When following Test-Driven Development (TDD), one creates a failing test and then writes code to make the test pass. But what if the code already exists?

If a piece of code has no covering unit tests, it is important to add tests that demonstrate the desired behavior. The most important rule for adding tests to existing code is to ensure you are testing the right thing.

Test the Right Thing

When I am adding tests for existing code, I usually write the test case with the knowledge of the observed behavior. So my tests pass immediately because I know how the code behaves. However this is a flawed testing strategy because these tests are biased towards examples that show how I think the code behaves.

It is common in the software development industry to hear people say that developers make poor testers of their own code. The reasons for this include our bias towards the ‘positive’ scenarios, and less towards how the code might break. We can be blind to parts of the code with flaws and it can have a great influence over how we write unit tests.

In other words, this bias increases the chance that the unit tests aren’t testing to right thing. To combat against this bias, I need to confirm the test fails.

How to Confirm a Test Fails

The technique I use is to write the unit test based on the observed behavior. I can see the test passes (that ‘positive’ scenario again). Then I modify the existing behavior of the code in a way that should cause the unit test to fail. When I re-run the test(s) and I don’t see the expected failures, I know I have not tested the right thing.

I’m not going lie, it can be very disheartening to modify a piece of code that results in no failing tests when I expected it to fail. When this happens (and it does more often than I’d like to admit) it is a clear demonstration of the quality of your test suite. Or rather, the lack thereof.

However, this confirmation of a test’s ability to ‘test the right thing’ is a powerful thing. It amplifies my confidence that the test is adding value to the overall code quality. And when I don’t see the test fail as I expect it to, correcting the test, or the code, is much easier since I am much more familiar with the current context than I would be days or weeks later when a bug is reported in the code.

Speaking of bugs…

Observation of Bugs

When a bug is reported, it is important to understand why the bug exists. Since I have a suite of automated unit tests for my code, my first question is to determine why didn’t the bug get observed in an existing unit test? It boils down to one of two reasons. Either, there was insufficient test coverage and no tests were written to cover the code with the bug, or the test didn’t test the right thing.

If there was insufficient test coverage to observe a bug in the code, the first step in correcting the bug is to write a test that should fail due to the bug. This TDD approach ensures that fixing the bug will be easier but also the bug will have a covering test in the future to protect against regressions.

If the bug slipped past our test suite because of a poorly written test, that is a much more interesting thing to look at. It means that I didn’t understand the code’s behavior as well as I thought I did. I could simply write a new test to observe the bug, just as I would when there was insufficient coverage. However, it is more important to look at the test I expected to find the bug and understand why it didn’t.

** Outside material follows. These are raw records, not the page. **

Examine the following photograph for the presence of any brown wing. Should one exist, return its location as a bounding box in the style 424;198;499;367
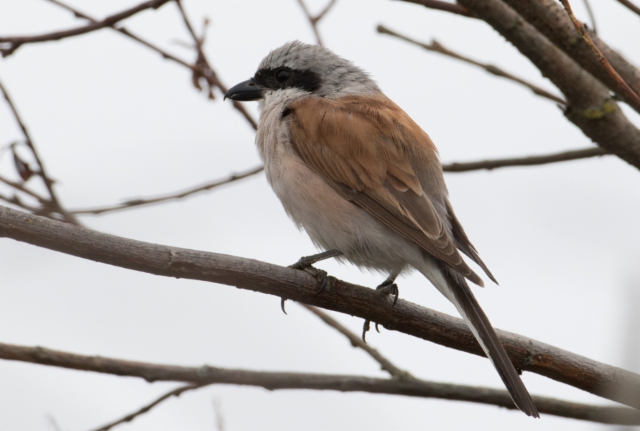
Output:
288;96;483;286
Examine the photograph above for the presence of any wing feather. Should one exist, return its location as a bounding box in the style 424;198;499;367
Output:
288;96;486;286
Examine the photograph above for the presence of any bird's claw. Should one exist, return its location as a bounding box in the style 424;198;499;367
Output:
362;319;371;343
376;283;400;307
289;256;329;295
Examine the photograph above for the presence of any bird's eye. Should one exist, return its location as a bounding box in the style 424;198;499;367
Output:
276;70;291;84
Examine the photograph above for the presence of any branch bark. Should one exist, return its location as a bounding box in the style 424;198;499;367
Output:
498;0;640;112
459;0;640;169
0;343;640;429
0;207;640;408
404;0;474;18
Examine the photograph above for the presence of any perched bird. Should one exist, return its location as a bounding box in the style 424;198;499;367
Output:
225;41;538;417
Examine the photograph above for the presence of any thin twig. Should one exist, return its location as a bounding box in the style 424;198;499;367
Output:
442;147;611;172
458;0;640;169
404;0;475;18
377;25;567;105
0;193;42;217
0;175;51;205
71;166;264;215
0;343;640;425
94;384;206;431
298;0;336;45
0;0;170;57
176;0;258;130
0;206;640;408
0;78;80;225
583;0;598;34
618;0;640;15
47;0;258;130
560;0;640;105
300;303;413;379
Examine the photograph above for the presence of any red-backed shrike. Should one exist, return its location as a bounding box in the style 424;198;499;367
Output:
226;41;538;417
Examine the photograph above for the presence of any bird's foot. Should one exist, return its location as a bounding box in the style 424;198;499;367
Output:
289;250;342;269
282;250;342;298
376;279;400;307
362;319;380;343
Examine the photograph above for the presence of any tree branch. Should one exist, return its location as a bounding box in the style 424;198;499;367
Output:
403;0;475;18
618;0;640;15
560;0;640;107
0;207;640;408
377;25;567;105
89;384;205;431
0;343;640;425
300;303;414;379
442;147;609;172
0;0;170;57
452;0;640;168
0;82;80;225
47;0;258;130
71;166;264;215
298;0;336;45
498;0;640;112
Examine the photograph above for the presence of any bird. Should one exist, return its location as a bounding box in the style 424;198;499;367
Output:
225;41;539;417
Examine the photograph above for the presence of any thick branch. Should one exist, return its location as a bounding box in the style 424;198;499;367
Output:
452;0;640;168
560;0;640;109
442;148;609;172
0;343;640;425
0;207;640;407
0;0;170;57
71;166;264;215
498;0;640;112
377;25;567;105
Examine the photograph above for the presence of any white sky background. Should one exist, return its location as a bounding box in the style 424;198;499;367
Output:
0;0;640;431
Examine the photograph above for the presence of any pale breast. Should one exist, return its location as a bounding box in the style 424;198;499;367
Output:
256;95;421;272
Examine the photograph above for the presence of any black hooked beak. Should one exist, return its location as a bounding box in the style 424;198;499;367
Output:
224;78;264;102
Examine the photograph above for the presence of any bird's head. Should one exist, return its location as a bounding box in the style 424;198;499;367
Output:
225;41;380;101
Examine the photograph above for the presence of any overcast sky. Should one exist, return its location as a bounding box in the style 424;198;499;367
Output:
0;0;640;431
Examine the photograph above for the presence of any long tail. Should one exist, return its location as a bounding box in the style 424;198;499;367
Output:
420;267;540;418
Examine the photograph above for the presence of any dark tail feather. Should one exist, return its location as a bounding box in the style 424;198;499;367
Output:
442;268;540;418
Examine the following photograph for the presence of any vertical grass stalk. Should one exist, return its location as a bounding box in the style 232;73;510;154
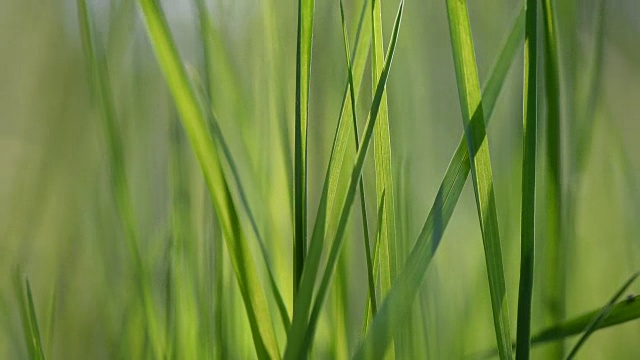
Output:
516;0;538;360
293;0;315;304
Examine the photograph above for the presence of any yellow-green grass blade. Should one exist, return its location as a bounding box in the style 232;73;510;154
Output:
447;0;513;359
293;0;315;298
371;0;396;306
516;0;538;360
139;0;279;359
285;0;404;359
288;0;370;352
77;0;162;356
14;268;45;360
354;8;525;359
192;45;291;330
362;193;384;336
542;0;565;359
567;272;640;360
340;0;377;315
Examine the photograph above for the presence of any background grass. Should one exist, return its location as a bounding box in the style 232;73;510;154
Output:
0;0;640;359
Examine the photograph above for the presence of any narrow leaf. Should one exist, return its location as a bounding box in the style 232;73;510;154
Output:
354;8;525;359
567;273;640;360
139;0;279;359
285;1;404;359
516;0;538;360
447;0;512;359
293;0;315;303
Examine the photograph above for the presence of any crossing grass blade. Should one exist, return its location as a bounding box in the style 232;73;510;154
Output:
284;1;404;359
473;273;640;359
14;270;45;360
293;0;315;303
76;0;162;356
191;45;291;330
139;0;279;359
447;0;512;359
354;9;525;359
340;0;377;315
567;272;640;360
371;0;397;312
516;0;538;359
287;0;371;354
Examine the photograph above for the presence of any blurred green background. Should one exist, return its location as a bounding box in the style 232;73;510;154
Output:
0;0;640;359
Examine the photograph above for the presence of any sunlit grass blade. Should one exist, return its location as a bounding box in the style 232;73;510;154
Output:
77;0;162;356
293;0;315;298
14;269;45;360
516;0;538;359
355;8;525;359
542;0;565;359
371;0;397;312
567;273;640;359
340;0;378;320
447;0;512;359
287;0;371;354
192;48;291;330
285;1;404;359
139;0;279;359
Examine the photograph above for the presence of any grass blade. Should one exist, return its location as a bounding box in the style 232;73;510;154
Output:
354;9;525;359
340;0;377;315
139;0;279;359
293;0;315;298
285;1;404;359
371;0;397;316
473;273;640;359
192;52;291;329
516;0;538;360
447;0;512;359
287;0;371;354
567;272;640;360
542;0;565;359
77;0;162;356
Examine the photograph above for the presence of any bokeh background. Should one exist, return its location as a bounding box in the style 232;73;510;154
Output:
0;0;640;359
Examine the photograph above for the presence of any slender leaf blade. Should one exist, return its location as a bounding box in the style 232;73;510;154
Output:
293;0;315;296
139;0;279;359
516;0;538;360
447;0;512;359
284;0;404;359
354;9;525;359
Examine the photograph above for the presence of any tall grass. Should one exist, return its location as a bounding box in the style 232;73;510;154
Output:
0;0;640;359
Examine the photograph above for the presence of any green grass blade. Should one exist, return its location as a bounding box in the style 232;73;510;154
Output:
285;1;404;359
192;63;291;329
77;0;162;355
340;0;378;315
139;0;279;359
567;272;640;360
516;0;538;360
542;0;565;359
14;270;45;360
287;0;371;354
447;0;512;359
531;296;640;345
473;292;640;359
293;0;315;298
371;0;397;306
355;9;525;359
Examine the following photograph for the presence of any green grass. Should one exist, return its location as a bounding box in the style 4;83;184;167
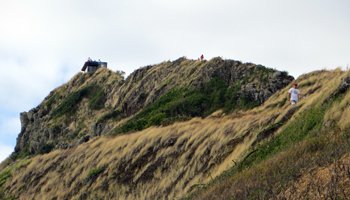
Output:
115;78;259;133
236;106;325;171
184;95;350;199
0;158;31;200
52;85;106;118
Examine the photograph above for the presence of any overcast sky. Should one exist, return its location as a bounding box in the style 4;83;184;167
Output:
0;0;350;161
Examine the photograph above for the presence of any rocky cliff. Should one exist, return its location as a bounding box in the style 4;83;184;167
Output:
0;58;350;200
0;65;350;199
15;57;293;155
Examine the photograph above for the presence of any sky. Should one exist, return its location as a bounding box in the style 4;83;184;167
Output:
0;0;350;161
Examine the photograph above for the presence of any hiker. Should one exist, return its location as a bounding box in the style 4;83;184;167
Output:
288;83;300;105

Did I miss an assertion? Did I set up test doubles incorrectly? Did the test use a flawed set of inputs? Understanding what went wrong makes me a better writer of unit tests. It makes me more aware of what I need to do to test the right thing.

Summary

Using a test-driven approach to designing software code has the advantage of watching tests fail, and ultimately confirming the desired behavior. But when you test existing code, you need to be more careful to ensure you are testing the right thing. The most important thing you can do is to see tests fail the way you expect them to. Combat your bias and test more than the ‘positive’ scenarios.